S. aureus nasal carriage is a dynamic process [Citation12] and varies with host factors such as age, ethnic groups, and geographical location [Citation13]. In single sampling studies, the nasal carriage rate of S. aureus in the adult population varies in different countries from 9.1% to 57.8% [Citation14]. The longitudinal studies typically focus on the different types of S. aureus nasal carriers (i.e. persistent, intermittent, and non-carriers) [Citation2]. Children have higher persistent carriage rates than adults [Citation15]. In healthy children, S. aureus carriage peaked at 10 years [Citation16]. The evolutionary analysis of S. aureus from carriage to infection showed that genetic changes contribute to the transition [Citation17]. For example, a strain with a truncation in Rsp evolved from an asymptomatically nasal colonizer is able to cause bloodstream infection [Citation18]. However, the dynamic interaction between S. aureus and the host nasal environment during the bacterial colonization has not been completely understood.
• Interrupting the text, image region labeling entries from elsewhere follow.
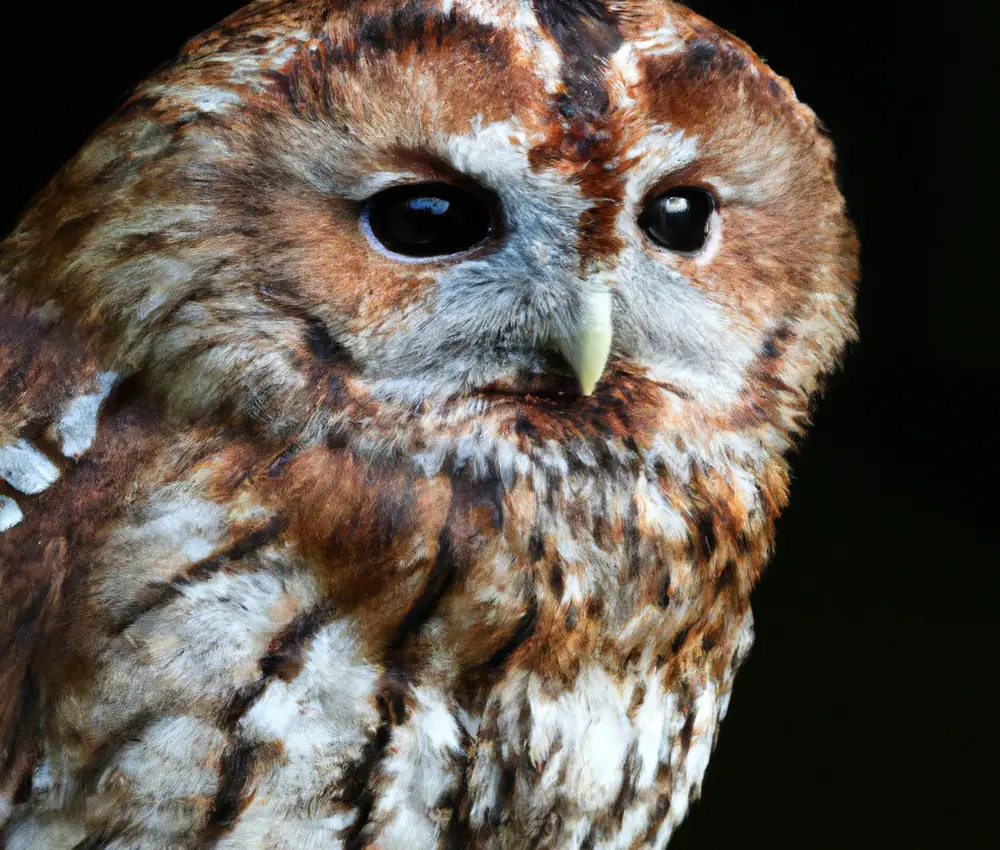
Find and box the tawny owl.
[0,0,857,850]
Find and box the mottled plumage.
[0,0,857,850]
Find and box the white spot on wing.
[0,439,59,496]
[0,496,24,532]
[52,372,118,458]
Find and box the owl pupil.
[363,183,493,257]
[639,187,715,251]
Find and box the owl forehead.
[182,0,801,167]
[174,0,802,264]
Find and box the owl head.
[0,0,857,450]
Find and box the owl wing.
[0,290,115,823]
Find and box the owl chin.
[475,353,581,404]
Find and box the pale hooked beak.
[550,289,611,395]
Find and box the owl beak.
[552,290,611,395]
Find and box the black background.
[0,0,1000,850]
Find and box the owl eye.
[639,187,715,252]
[362,183,493,257]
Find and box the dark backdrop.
[0,0,1000,850]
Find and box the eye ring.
[638,186,718,254]
[360,182,499,263]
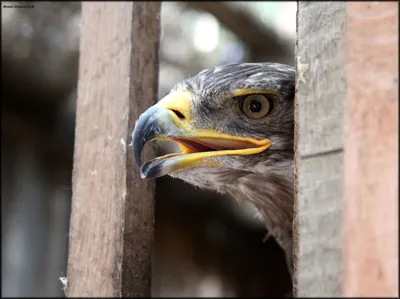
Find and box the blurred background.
[1,2,296,297]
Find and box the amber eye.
[240,94,274,119]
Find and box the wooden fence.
[68,2,398,297]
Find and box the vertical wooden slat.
[344,2,399,297]
[67,2,160,297]
[294,2,346,297]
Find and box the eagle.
[132,63,296,274]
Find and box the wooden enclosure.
[68,2,160,297]
[68,2,398,297]
[294,2,398,297]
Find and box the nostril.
[172,110,185,119]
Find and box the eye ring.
[240,94,275,119]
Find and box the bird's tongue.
[174,137,256,152]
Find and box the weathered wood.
[344,2,399,297]
[67,2,160,297]
[294,2,346,297]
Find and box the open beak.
[132,91,271,178]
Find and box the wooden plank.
[294,2,346,297]
[344,2,399,297]
[67,2,160,297]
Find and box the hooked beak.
[132,91,271,178]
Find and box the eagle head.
[133,63,295,274]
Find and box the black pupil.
[250,100,262,113]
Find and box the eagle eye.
[240,94,274,119]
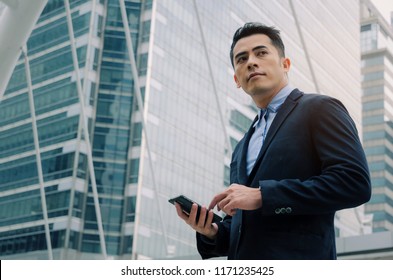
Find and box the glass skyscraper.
[361,0,393,232]
[0,0,368,259]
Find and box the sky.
[371,0,393,23]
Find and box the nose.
[247,55,258,70]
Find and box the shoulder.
[298,93,347,113]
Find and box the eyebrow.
[234,45,268,60]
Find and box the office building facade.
[361,0,393,232]
[0,0,367,259]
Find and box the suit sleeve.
[259,97,371,215]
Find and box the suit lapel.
[246,89,303,184]
[238,116,258,184]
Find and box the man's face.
[233,34,290,105]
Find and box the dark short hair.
[230,22,285,66]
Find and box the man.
[176,23,371,259]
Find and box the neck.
[252,82,288,108]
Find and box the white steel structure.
[0,0,370,259]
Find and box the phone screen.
[168,195,222,223]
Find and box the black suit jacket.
[197,89,371,259]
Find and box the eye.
[257,50,268,56]
[236,56,247,63]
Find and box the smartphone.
[168,195,222,223]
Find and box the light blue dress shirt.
[247,85,294,175]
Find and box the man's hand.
[175,202,218,239]
[209,184,262,216]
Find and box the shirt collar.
[254,84,295,126]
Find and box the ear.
[282,57,291,73]
[233,75,242,88]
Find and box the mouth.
[247,72,266,81]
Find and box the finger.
[188,203,198,227]
[209,192,227,210]
[175,202,188,221]
[197,206,207,228]
[205,210,214,228]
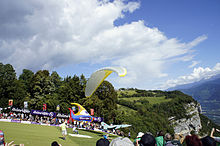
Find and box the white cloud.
[0,0,207,86]
[161,63,220,89]
[188,61,199,68]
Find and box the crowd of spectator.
[96,128,220,146]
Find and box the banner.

Previously, by culture-based analysis of nasal swabs, we isolated 3 218 Staphylococci from nasal swabs of three groups of human volunteers: 158 children, 210 young adults, and 158 seniors [Citation19]. Among them, ∼85% (2 748 isolates) were coagulase-negative Staphylococci (CoNS), and ∼15% (470 isolates) were S. aureus. Intriguingly, we found that S. aureus colonization decreases with aging. However, it remains to be determined whether or not the S. aureus strains of different age groups have unique traits that optimize their colonization of their corresponding host. Therefore in this study, we systemically analysed and compared the previously isolated S. aureus strains and found that the reduced activity of the SaeRS TCS is a primary bacterial trait contributing to the colonization of the senior group.

Materials and methods

Ethics statement. The animal experiment was performed following the Guide for the Care and Use of Laboratory Animals. The red blood cells were collected from the venous blood of healthy individuals. The animal protocol and the human samples collection were approved by the ethics committee of Ren Ji Hospital, Shanghai Jiao Tong University, School of Medicine. The written consent form was received from all human subjects.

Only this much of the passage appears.